El diputado Andrés Celis (RN) recurrió a la Contraloría Regional para que investigue las contrataciones de residencias sanitarias que realizó el Servicio de Salud Valparaíso – San Antonio (SSVSA).
En el escrito presentado al organismo contralor, el parlamentario por el distrito 7 señala que: «La discusión se ha centrado en los vínculos políticos que tendrían las contrataciones de las residencias sanitarias. En efecto, en San Antonio, se cuestionan los vínculos de funcionarios a cargo de estas residencias con la UDI, vínculos de parentesco con funcionarios de gobierno, etc. Sobre esto, usted ya tiene conocimiento, pues entiendo que se le han puesto a su disposición antecedentes de diversa índole por distintos grupos de interés. Es por ello que no quiero centrar mi presentación en estos puntos altamente publicados, por cierto con los mismos intereses políticos detrás».
El documento se refiere en particular al contrato de trato directo con Inversiones, Turismo, Transportes El Tabo Inmobiliaria y Constructora Limitada, firma que controla el Hotel Puerto Mayor de San Antonio cuya propiedad es de la familia del subsecretario de Obras Públicas y vicepresidente la la UDI, Cristóbal Leturia.
«Entiendo que el proceso se ha llevado a cabo con calidad de urgente, pero aquello no puede justificar que se transformen en favores políticos, conflictos de interés, o den pie para infringir normas legales», comentó Celis.
El diputado analizó la Resolución Exenta (R.E.) N° 2886 donde el Servicio de Salud Valparaíso – San Antonio autoriza el trato directo con Hotel Puerto Mayor por más de $187 millones, los que incluían habitaciones y alimentación. Sin embargo, en la misma R.E. se contrataban otros servicios de comida, aunque en el detalle del servicio de residencia sanitaria ya se consideraban esas prestaciones. Cabe mencionar que la cotización aparece rayada encima sin que pueda entenderse la conclusión del abultado cobro ni quién realizó las observaciones al documento.

A lo anterior, se suma que la Orden de Compra se emitió el 29 de mayo, mientras que el trato directo el 12 de junio.
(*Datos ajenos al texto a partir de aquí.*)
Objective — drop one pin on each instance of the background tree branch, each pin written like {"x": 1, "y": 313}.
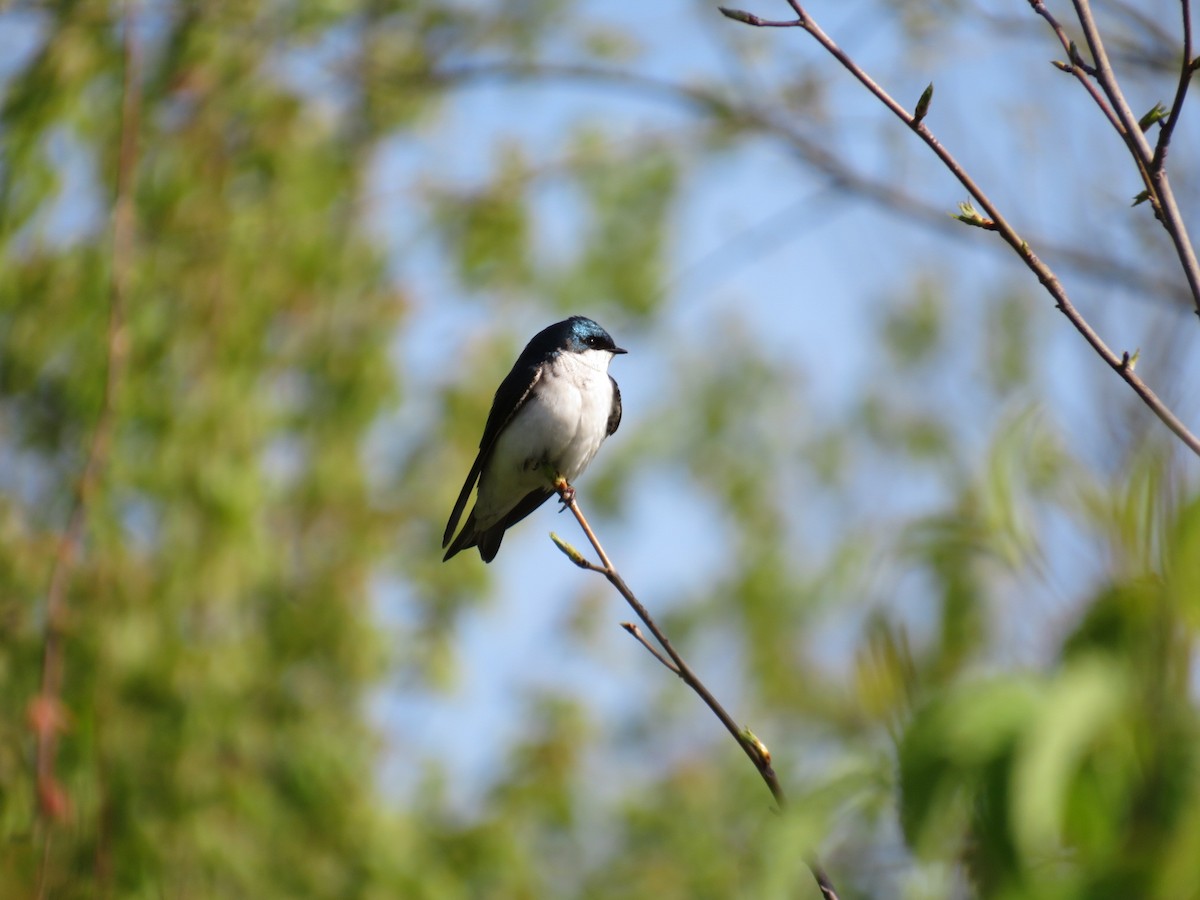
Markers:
{"x": 1123, "y": 364}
No obstante, en este último no se menciona la retroactividad del contrato.
Respecto de este último punto, el diputado Andrés Celis, miembro de la Comisión de Salud de la Cámara, explicó que “es importante que la Contraloría analice desde cuándo se iniciaron estos servicios de residencia y qué incluían, porque si hay diferencias en la cotización con la orden de compra y el trato directo, puede que existan servicios que efectivamente fueron prestados pero sin haber sido justificados por un acto administrativo anterior a su inicio”.
El requerimiento de Celis se suma a la presentación que realizaron en la Contraloría los consejeros regionales Nataly Campusano, Roy Crichton, Cristián Mella, Manuel Murillo, Rolando Stevenson, Ricardo Aliaga, Roberto Burgos, Jorge Mora, Carlos Alarcón, María Victoria Rodríguez, Martín Ristempart y Tania Valenzuela. Los cores también solicitaron una investigación por parte del organismo frente a las presuntas irregularidades en la contratación de Puerto Mayor como residencia sanitaria en San Antonio.
Servicio de Salud e Intendente
A través de un comunicado, el Servicio de Salud Valparaíso-San Antonio respondió que en relación a la consulta referida a la contratación de servicios del Hotel Puerto Mayor, la institución «colocó una orden de compra la cual fue aceptada por los términos que implica la habilitación de una residencia sanitaria. La empresa anteriormente mencionada, está habilitada en el portal de compras públicas, ChileProveedores. Cabe señalar que anterior a la contratación de este tipo de servicios, el SSVSA evaluó diversos recintos y nuestros equipos técnicos validaron los dispositivos que cumplen los requisitos dispuestos por la autoridad sanitaria para cumplir la función de residencia. El SSVSA de manera permanente evalúa los contratos con las residencias sanitarias, con relación a los servicios ofertados y los
ofrecidos por las empresas».
Por su parte, el intendente Jorge Martínez, consultado por Radio Recreo sobre las presuntas irregularidades comentó que «le he solicitado al director del servicio de salud respectivo, que haga las averiguaciones al respecto y el director del servicio de salud, que no depende de mi administrativamente hablando, también tiene la misma obligación que yo. Todos los funcionarios públicos tenemos la obligación legal de que cualquier hecho que pueda ser constitutivo de delito, debemos dar cuenta dentro de un plazo, o si no tenemos consecuencias legales muy complejas, no tengan la menor duda que cada vez que sepa de un hecho que pueda ser constitutivo de delito actuaré de igual forma. Por lo que usted me señala me he enterado hoy por la prensa, así es que haré las investigaciones que correspondan».